Ну как тут уснешь? Подушки жаркие, а царица все комаром в уши звенит да звенит:
— Сказывают боярыни, патриарх-то гневен, а гневный он тебя, царя, ну как проклянет!
Царь инда вскочил, сидючи утонул в перине глубокой.
— Как проклянет?
— Да так, государь… Приезжие боярыни мои сказывали, сестрица, Анна Ильинишна Морозова, говорит — псалмы-де патриарх на тебя, государь, читает…
— Ну тебя, — зевнул царь, — спи ты, Христа ради, жена. Ладно!
Царица затаилась, затихла. Царь глаза смежил, стал думать. Поляки не унимаются, воевать хотят. Сапега да Чернецкий уж под Витебск идут, чтоб Литву отрезать. Из Смоленска пишут: волков набежало из лесов под Смоленск видимо-невидимо — тысячи… Жрут покойников. Везде голод… Да и в самой Москве неспокойно — дороготня, хлеба мало… Того гляди забунтуют!
Мстится царю в тонком сне — Никон-патриарх перед ним, смеется…
— Фу-ты, наваждение! «Да воскреснет бог и расточатся врази его!» — бормочет царь, глаза открыл. И видит уж въяве — по бревенчатой стене избы тень мечется — как есть человек с крыльями!

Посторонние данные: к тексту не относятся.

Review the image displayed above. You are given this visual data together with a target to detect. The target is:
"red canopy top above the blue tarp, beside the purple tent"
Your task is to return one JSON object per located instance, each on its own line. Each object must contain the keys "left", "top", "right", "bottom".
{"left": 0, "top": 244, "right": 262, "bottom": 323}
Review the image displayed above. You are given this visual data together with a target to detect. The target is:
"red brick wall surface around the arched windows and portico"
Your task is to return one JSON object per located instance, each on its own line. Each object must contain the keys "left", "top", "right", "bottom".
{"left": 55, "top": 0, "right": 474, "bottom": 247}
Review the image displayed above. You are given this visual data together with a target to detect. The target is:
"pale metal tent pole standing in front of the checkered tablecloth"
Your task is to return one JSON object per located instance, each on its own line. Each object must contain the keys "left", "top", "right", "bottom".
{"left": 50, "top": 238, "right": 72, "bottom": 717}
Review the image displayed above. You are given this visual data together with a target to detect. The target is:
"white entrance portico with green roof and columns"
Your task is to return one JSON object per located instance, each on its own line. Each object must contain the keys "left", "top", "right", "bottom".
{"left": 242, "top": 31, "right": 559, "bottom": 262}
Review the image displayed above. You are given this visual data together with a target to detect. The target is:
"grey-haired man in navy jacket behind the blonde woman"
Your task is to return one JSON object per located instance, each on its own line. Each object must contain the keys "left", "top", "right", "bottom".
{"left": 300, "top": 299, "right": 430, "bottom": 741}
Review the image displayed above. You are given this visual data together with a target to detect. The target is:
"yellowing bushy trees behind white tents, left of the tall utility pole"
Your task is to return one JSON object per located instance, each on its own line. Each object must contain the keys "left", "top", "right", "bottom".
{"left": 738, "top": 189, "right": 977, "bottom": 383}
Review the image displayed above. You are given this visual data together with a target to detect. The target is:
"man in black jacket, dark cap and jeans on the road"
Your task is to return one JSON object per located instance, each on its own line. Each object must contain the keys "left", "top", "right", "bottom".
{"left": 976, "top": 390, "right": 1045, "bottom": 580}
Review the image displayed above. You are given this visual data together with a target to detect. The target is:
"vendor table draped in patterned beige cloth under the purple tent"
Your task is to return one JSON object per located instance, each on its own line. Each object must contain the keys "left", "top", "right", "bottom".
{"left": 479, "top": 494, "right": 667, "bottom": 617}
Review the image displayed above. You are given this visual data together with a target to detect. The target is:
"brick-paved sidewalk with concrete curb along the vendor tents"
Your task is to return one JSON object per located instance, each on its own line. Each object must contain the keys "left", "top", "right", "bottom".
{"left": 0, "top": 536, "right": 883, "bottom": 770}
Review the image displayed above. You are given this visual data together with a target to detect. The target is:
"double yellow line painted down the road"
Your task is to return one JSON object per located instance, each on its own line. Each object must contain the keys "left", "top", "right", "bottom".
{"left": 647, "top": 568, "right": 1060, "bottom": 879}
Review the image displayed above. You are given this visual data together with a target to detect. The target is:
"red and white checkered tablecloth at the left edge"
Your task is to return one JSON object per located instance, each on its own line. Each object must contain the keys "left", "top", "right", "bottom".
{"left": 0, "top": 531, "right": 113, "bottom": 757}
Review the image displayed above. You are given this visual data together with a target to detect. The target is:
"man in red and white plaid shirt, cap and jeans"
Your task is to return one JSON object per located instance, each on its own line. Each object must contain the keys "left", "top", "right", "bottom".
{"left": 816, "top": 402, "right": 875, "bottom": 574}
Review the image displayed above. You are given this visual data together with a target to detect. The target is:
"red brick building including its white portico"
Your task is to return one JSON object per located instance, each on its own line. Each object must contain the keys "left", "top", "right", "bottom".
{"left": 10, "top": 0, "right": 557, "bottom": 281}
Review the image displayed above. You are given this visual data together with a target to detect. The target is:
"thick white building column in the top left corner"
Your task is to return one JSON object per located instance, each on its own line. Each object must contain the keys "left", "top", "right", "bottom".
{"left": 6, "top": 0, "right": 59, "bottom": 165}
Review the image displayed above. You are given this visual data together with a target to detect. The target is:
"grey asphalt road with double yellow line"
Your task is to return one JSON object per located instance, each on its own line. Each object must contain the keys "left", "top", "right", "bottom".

— Бес! — вскочил было царь и опять утонул в жаркой перине гагачьей, а Марья-царица глаза открыла, а боится говорить, не смеет.
Огляделся царь… Ночное наважденье: то муха забилась в фонарик пред иконой, и порхает, и порхает по стенке, тень от нее как есть дьявол! Царь выбился из пуховиков, слез с кровати, пошел в белых подштанниках да в алой рубахе к фонарику, хотел прихлопнуть проклятую, да улетела!
Залег со скамейки на высокую постелю царь, сел, прочел стих от страха полуночного. Почесался. Спрашивает жену:
— Марья?
— Ась? — откинула с уха косу царица.
— Тебе, поди, отец твой, Данилыч, велел, чтобы ты мне про патриарха наговаривала?
— Ан нет! Ан нет! Боярыня Авдотья Федоровна! Одоевская-княгиня! — зачастила царица.
— Все равно — боярское гнездо! Шипят! Обрадовались! Князь, что ли, сам ей сказывал?
— Ан нет, ан нет! Ей стольник Боборыкин довел, Роман Кондратьевич. Говорит, проклинает-де государя патриарх-от!.. Псалом шестьдесят восьмой да еще сто восьмой патриарх чтет на государя, сказывал Боборыкин.
— Да помрачатся глаза их, чтобы им ослепнуть, и чресла их будут расслаблены навсегда! Жилище их пусть опустеет! Дети его да будут сиротами, а жена — вдовою. Вот как о тебе молится патриарх, — шептала царица.
Царь молчал, закрыв глаза. Потом рывком сел, медленно молча сполз с постели, надел легкий опашень, нащупал ногами босовички, взял свечу, побрел из супружеской опочивальни к себе, в государеву половину. За дверями спали на ковре мамка и две сенные девушки, одна вся раскидалась бесстыдно.